Hey there bloggers! Long time no see , uh?
I would like to post a bit 'bout introvert. Or actually, about myself. I’m an introvert. Not a fully introvert, but some of the
introvert’s characteristics are in me. I’m weird and I admit that. I can say
that me myself is a quiet person. But somehow, I need a friend that I can
express and share everything. And yeah, I got one now. He is my husband, Mr Am.

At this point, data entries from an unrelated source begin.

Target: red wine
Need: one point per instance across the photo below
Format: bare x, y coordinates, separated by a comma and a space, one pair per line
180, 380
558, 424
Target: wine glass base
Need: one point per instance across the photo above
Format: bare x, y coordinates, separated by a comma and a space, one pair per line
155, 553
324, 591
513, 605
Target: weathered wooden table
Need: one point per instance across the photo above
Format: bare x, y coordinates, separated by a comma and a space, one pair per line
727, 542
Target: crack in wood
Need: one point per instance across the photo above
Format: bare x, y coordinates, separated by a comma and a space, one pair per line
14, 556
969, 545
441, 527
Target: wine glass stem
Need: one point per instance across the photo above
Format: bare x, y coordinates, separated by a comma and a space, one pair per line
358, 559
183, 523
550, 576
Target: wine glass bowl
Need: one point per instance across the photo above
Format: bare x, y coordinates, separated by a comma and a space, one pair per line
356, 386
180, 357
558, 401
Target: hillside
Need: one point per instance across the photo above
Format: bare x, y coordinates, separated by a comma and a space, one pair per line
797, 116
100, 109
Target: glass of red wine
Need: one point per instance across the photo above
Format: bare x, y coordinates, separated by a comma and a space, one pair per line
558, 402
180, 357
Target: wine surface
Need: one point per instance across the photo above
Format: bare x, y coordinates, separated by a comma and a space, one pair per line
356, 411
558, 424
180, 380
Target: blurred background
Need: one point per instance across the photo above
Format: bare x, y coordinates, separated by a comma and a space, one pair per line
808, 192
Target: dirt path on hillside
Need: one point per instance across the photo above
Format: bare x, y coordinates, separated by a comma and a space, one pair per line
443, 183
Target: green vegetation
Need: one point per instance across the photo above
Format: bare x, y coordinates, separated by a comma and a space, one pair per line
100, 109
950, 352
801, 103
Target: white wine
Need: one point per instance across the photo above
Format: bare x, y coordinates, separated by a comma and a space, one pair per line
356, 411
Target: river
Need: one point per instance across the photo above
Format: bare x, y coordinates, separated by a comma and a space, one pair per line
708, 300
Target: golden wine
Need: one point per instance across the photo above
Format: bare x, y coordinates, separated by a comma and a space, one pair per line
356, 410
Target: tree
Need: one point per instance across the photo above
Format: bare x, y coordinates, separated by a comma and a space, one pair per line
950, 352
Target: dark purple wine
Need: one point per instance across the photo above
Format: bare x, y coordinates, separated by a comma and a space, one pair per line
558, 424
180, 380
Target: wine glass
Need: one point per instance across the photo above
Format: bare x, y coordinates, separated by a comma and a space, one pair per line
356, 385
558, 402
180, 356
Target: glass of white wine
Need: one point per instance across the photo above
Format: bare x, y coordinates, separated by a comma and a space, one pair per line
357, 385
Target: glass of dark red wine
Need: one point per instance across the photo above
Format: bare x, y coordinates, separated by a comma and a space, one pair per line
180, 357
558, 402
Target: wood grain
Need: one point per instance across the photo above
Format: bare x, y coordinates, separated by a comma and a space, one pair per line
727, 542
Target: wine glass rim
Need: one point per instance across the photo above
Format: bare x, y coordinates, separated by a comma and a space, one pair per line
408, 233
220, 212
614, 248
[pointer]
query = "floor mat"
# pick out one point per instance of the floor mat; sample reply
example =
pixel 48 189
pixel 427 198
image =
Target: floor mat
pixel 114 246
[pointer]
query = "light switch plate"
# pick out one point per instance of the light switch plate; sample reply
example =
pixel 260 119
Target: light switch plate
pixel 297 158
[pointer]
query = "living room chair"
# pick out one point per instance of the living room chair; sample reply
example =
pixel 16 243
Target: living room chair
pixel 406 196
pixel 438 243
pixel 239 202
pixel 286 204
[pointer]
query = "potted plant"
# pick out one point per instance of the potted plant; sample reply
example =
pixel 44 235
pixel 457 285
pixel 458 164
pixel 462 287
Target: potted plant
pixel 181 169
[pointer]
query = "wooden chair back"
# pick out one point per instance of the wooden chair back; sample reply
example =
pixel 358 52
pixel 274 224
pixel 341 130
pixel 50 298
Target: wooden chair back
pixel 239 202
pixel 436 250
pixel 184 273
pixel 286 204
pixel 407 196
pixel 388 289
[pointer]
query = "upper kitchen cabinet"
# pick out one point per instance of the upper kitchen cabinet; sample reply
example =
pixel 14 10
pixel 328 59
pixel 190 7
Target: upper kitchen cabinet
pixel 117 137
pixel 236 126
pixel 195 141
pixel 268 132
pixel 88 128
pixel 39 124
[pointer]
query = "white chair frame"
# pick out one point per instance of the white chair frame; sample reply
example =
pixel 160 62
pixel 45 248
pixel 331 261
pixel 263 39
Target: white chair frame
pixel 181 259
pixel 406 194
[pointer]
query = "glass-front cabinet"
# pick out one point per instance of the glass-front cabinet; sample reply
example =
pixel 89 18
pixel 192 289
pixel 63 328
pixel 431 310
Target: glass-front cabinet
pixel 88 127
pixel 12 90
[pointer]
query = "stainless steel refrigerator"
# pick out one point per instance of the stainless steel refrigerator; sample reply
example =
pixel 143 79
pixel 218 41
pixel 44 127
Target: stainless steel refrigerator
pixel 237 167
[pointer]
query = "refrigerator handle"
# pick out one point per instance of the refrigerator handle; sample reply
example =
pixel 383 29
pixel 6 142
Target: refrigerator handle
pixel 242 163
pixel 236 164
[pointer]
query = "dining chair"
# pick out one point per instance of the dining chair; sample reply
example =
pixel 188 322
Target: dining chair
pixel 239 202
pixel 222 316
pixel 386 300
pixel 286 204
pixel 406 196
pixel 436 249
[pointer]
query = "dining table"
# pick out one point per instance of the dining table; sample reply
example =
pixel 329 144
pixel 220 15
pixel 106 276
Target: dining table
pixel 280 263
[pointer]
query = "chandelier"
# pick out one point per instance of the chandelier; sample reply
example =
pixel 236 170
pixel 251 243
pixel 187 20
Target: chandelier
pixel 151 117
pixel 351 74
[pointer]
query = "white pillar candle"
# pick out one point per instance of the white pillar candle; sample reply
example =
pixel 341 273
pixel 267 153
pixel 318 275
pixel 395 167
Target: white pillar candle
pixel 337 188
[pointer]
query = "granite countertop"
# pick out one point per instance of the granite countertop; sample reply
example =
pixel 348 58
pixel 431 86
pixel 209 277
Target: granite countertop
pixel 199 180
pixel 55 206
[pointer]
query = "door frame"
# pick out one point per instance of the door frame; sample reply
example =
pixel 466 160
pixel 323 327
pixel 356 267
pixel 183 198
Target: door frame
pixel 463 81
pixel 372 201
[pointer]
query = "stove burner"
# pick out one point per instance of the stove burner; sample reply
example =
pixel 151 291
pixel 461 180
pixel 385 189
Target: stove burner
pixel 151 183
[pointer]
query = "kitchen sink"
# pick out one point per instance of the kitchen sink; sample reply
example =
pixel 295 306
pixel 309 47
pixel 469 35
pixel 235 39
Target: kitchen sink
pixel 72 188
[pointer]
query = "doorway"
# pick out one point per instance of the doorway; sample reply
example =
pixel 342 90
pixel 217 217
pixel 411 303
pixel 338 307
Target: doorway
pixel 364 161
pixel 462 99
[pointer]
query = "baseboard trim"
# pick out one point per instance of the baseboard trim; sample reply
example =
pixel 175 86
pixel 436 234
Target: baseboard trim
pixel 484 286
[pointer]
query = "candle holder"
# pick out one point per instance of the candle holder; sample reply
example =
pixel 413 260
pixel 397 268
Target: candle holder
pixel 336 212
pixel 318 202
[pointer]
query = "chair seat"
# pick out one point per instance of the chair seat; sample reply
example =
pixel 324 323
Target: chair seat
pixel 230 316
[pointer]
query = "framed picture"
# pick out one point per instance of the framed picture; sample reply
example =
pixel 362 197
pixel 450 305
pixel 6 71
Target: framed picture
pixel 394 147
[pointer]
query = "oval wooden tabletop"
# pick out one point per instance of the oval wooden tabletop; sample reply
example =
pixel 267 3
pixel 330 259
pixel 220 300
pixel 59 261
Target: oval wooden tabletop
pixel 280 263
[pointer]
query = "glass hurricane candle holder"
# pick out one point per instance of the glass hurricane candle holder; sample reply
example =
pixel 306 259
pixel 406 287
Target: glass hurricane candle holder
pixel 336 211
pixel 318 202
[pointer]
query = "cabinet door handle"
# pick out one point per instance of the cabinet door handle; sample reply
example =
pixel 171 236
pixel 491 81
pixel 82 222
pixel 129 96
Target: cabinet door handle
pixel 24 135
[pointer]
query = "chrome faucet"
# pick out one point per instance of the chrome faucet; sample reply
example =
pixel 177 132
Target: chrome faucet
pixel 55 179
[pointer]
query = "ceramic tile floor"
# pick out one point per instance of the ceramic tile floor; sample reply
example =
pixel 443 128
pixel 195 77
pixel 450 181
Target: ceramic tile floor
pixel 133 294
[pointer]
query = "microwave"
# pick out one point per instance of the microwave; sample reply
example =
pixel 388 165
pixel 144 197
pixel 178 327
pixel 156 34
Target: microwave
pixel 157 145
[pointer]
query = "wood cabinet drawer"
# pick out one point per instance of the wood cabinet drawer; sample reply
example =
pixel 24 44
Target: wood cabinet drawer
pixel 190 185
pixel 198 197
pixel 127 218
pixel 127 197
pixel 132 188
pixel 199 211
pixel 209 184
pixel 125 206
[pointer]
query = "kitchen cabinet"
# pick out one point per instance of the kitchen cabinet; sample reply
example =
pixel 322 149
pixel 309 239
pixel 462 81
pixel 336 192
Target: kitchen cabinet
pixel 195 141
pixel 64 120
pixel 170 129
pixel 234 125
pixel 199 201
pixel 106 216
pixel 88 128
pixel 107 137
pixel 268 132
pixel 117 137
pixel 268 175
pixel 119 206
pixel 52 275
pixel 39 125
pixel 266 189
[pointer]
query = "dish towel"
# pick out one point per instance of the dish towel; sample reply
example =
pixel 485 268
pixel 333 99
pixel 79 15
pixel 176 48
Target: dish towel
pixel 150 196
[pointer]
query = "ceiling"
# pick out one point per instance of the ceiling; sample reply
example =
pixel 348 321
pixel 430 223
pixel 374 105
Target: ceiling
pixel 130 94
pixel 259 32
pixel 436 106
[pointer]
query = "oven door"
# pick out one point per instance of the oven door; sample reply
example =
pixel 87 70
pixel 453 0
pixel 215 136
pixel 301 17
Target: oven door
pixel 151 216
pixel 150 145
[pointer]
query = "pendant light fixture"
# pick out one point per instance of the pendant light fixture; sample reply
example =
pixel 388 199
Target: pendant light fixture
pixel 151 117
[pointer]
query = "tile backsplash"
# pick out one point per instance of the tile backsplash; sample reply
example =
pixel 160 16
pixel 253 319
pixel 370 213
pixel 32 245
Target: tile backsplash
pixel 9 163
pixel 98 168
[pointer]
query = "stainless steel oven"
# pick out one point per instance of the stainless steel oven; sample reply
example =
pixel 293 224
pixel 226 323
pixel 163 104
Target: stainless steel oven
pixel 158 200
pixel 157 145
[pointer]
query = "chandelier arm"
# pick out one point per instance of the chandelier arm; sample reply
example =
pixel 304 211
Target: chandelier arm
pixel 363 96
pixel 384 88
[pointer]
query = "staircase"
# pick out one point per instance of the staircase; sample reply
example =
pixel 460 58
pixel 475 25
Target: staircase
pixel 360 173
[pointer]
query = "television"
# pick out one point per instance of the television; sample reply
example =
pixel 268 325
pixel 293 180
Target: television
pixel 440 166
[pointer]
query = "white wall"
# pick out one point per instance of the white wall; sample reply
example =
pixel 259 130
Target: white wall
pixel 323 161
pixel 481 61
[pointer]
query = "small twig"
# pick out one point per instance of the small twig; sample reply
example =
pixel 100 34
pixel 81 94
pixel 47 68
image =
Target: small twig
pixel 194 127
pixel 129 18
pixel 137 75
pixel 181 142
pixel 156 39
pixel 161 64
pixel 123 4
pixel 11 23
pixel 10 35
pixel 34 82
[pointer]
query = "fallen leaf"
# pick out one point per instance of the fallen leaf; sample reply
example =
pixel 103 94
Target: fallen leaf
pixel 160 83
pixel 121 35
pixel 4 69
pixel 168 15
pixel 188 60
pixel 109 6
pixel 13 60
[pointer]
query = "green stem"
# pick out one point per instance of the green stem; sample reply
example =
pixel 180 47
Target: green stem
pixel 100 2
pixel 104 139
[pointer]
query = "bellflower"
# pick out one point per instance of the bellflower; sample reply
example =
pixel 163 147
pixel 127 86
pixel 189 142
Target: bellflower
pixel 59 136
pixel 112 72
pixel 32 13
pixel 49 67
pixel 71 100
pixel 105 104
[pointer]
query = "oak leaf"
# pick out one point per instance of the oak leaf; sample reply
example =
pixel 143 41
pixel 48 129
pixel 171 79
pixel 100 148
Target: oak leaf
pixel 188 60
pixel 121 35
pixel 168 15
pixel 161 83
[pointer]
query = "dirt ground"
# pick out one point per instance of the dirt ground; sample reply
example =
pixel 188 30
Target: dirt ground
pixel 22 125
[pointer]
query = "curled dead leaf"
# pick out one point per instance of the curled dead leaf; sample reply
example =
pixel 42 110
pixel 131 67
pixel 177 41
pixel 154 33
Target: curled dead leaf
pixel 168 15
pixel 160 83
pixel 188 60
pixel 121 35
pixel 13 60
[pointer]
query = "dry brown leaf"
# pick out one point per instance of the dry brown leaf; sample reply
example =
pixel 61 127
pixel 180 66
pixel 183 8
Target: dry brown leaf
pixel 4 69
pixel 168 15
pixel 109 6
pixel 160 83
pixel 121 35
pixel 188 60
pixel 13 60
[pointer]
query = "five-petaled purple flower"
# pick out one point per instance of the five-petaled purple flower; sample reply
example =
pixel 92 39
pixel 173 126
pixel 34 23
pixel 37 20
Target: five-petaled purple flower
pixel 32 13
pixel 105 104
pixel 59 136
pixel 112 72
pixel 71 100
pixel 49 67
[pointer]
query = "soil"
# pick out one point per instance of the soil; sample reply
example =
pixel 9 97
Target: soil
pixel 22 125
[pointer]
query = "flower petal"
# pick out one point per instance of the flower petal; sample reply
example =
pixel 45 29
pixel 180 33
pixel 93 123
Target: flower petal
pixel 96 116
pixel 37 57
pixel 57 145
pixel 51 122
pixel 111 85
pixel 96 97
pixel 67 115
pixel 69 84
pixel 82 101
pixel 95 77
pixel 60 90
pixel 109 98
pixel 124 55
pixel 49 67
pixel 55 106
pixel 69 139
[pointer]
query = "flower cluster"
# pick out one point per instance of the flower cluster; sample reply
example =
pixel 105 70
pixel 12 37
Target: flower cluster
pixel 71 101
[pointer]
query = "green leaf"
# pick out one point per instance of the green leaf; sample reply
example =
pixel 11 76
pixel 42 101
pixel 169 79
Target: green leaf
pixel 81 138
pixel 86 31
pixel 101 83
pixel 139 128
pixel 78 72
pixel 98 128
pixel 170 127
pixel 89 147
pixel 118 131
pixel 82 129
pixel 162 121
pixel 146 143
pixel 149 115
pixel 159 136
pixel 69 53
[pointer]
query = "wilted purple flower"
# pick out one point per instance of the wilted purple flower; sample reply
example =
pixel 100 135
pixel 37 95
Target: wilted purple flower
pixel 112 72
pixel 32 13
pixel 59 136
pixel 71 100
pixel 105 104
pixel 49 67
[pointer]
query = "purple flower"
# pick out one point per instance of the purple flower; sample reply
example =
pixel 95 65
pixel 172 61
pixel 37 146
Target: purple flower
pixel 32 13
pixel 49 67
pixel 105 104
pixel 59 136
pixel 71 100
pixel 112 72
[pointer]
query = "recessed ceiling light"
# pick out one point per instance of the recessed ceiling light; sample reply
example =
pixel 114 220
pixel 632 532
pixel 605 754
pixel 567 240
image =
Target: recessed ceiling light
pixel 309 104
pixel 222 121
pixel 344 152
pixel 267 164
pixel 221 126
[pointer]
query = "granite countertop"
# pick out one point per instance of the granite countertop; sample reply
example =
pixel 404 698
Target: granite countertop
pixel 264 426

Basically I do not have many friends now, but that isn’t matter at all. Quality
is more important that quantity though. And yeah, I admit, I love keep quality
friends with me and exclude all ‘toxic’ friends out of my circle. It’s not that
I’m being choosy, mean or what, it’s just that I don’t need friend like that at
all. They might be important at some points, but I rather exclude them out of
my life instead of keeping them. It’s not that I don’t contact them at all; I
do contact them, but seldom.
What’s the point keeping toxic person in your life? They
will break you, ruin you, and damage your emotions. They are ‘harmful’. Not the
physical harmful I guess, but deep down inside, they can harm your emotions and
feelings.
I have this one best friend. But, now she is just a stranger
to me. No more gossip, no more talks, no more discussion, no more sharing
secrets. She turns into a stranger just like she never knows me before this.
It’s sad to realize how your close friend can turn to someone that you never
known before. I love her; she was once my best friend. It’s so hard for an
introvert like me to find a friend that really suits me. By the way, she is an introvert too. That’s
why we were friend. But now, idk why she pretends like she don’t know me. She
is living in her own life. She’s even stay away from other friends. Seeing she
staying alone like that really hurts me. I still care about her. But, is it
worth to care about someone who doesn’t even care about your existence anymore?
I love her. She was my best friend. How wonderful would it be if she is still my best friend. I really miss those moment that we spent together. How I wish she still remember that. A, if you read this, I still love you buddy and I miss you a lot.
With love ❤
Mrs Am.
Thanks for reading :)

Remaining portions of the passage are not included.